Le premier à avoir été saisi c’est Simon, c’était comme si des écailles lui étaient tombées des yeux ; tout d’un coup, il comprenait tout :
Que la crucifixion n’était pas un châtiment, mais un acte délibéré.
Que la croix constituait la toute dernière parole de Jésus afin d’ouvrir les yeux de ceux qui autrement n’auraient pu comprendre qu’il était le signe de l’amour de Dieu.
Que l’amour de Dieu dépassait les limites de la vertu, que c’était un amour qui n’exigeait rien en retour.
Simon comprit alors le sens de la crucifixion comme il ne l’avait jamais compris jusqu’alors et il se sentit aimé malgré ses doutes, ses peurs, ses reniements, comme il ne l’avait jamais été auparavant. Simon sut que Jésus était vivant.
Il a alors ouvert les yeux de ses compagnons de sorte que, eux aussi, puissent voir Jésus ressuscité.
Ensemble, ils décidèrent de monter à Jérusalem pour la fête des tentes à l’occasion de laquelle ils devaient en témoigner à d’autres, pour qu’eux aussi puissent voir.
De poltrons qu’ils étaient à la mort de Jésus, ils devenaient des hommes courageux, qui n’avaient pas peur de risquer leur vie pour témoigner que ce Jésus était vivant.

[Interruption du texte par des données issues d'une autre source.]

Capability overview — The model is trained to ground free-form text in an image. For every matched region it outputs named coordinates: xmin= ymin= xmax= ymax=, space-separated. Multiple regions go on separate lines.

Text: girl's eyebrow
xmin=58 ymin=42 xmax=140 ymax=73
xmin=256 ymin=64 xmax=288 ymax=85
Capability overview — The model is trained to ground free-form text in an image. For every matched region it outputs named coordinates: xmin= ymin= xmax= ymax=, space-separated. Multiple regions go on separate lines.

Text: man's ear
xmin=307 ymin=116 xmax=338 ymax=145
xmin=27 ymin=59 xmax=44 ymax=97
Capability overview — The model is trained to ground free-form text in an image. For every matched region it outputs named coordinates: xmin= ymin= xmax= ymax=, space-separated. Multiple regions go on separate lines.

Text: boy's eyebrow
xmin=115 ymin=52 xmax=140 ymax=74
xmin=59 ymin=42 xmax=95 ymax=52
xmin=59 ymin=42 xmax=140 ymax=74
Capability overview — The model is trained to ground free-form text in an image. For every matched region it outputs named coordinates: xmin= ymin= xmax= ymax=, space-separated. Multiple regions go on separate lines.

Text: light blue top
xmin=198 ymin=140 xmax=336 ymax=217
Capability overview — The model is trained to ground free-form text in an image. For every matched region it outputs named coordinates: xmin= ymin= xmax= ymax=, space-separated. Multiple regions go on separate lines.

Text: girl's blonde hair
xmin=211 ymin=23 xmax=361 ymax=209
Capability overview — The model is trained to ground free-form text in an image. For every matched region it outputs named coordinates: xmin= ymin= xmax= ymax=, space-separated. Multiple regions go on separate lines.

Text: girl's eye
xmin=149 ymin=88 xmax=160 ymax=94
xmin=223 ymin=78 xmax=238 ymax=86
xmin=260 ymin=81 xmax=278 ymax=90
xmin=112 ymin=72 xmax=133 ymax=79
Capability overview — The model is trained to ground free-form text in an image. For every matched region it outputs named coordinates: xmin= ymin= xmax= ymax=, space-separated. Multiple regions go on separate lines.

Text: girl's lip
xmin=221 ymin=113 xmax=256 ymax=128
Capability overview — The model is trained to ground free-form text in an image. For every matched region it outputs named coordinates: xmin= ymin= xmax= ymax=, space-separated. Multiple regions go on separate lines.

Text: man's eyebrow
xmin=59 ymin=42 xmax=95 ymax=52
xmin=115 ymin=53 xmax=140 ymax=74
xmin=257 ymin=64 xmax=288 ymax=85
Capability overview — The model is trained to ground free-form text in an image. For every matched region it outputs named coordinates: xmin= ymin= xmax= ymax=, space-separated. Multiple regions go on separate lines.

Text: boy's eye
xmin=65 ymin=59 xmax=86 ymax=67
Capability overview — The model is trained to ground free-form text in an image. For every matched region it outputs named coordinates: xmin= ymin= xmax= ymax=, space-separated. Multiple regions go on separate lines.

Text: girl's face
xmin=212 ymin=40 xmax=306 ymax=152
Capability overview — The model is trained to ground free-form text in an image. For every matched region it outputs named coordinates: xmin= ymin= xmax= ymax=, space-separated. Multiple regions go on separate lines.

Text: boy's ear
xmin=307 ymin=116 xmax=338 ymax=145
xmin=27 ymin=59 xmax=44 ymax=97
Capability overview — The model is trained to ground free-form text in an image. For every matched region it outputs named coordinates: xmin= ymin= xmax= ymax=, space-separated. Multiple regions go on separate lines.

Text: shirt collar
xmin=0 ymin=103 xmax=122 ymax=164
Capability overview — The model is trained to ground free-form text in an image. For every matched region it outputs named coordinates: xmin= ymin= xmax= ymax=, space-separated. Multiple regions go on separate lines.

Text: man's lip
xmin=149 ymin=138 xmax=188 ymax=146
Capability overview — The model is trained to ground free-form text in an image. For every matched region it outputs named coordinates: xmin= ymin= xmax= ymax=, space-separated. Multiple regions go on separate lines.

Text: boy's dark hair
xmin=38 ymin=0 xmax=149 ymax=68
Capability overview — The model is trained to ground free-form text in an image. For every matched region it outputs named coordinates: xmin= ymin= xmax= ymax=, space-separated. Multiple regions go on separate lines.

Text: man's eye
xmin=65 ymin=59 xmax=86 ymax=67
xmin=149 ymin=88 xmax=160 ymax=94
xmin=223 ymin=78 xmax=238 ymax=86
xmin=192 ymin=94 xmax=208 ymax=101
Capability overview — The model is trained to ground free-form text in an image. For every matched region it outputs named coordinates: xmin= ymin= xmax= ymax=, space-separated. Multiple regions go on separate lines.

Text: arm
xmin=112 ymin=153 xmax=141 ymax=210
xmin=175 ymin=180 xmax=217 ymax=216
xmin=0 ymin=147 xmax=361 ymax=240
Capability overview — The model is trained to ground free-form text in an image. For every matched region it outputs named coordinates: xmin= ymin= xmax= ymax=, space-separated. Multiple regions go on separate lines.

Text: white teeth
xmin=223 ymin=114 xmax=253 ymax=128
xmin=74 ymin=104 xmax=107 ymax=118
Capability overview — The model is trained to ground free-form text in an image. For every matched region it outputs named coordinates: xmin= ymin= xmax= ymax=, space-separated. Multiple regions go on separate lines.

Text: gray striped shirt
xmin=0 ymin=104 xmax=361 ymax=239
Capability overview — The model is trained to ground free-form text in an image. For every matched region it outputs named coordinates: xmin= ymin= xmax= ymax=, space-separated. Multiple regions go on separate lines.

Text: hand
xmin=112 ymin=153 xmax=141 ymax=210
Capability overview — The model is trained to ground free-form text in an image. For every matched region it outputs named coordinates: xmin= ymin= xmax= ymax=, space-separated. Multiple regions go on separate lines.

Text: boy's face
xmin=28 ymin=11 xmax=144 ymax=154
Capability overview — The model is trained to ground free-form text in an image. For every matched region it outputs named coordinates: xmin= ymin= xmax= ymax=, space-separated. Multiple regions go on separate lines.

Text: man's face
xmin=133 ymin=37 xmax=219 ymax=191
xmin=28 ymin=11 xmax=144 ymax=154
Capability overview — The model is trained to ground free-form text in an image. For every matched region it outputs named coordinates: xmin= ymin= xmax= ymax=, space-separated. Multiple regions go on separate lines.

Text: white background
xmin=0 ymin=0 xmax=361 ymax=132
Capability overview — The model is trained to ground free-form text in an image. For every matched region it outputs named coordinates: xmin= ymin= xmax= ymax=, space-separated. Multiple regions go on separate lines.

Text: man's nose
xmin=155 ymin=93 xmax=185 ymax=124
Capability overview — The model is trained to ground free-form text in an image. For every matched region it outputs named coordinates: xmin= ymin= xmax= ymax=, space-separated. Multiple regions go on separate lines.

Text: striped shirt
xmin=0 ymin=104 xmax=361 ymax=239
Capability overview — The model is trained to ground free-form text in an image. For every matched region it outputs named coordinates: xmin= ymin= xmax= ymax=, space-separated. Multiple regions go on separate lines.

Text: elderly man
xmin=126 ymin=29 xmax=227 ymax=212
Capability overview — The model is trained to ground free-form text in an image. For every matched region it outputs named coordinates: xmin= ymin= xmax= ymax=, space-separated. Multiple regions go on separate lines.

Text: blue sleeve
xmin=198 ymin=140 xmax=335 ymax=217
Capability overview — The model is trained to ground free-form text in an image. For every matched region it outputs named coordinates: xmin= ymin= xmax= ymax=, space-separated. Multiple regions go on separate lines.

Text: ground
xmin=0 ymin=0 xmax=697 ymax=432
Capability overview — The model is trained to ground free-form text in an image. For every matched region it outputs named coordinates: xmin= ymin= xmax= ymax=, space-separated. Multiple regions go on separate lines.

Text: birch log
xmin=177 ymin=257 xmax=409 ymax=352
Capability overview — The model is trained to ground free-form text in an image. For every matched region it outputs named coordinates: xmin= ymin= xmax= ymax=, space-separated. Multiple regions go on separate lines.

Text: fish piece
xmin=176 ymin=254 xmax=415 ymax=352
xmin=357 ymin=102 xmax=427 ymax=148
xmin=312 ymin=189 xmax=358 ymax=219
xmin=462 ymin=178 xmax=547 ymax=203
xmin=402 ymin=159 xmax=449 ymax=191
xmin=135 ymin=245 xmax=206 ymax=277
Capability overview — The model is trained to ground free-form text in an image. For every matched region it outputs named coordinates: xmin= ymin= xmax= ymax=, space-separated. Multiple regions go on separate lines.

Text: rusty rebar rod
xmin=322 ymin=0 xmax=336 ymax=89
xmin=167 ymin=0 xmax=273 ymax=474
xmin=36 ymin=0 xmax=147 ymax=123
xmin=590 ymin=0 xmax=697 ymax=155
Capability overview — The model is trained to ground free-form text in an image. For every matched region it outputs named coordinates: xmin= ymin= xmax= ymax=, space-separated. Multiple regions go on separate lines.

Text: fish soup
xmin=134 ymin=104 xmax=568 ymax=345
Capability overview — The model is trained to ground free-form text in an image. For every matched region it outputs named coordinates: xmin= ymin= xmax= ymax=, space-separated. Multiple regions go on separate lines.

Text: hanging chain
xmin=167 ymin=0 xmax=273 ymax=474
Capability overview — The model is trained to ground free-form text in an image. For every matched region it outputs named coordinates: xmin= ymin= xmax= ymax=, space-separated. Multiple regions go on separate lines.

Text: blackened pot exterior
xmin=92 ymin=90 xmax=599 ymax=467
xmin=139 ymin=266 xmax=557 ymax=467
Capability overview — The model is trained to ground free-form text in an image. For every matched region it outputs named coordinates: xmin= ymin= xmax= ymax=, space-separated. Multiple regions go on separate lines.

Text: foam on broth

Ils acceptaient maintenant de supporter les insultes, d’être emprisonnés, battus et même mis à mort sans la moindre hésitation. Ils étaient dominés par une puissance. Une nouvelle réalité les avait touchés, les avait étreints, les avait transformés.
C’est ainsi que l’aube pascale se leva sur l’histoire de l’humanité.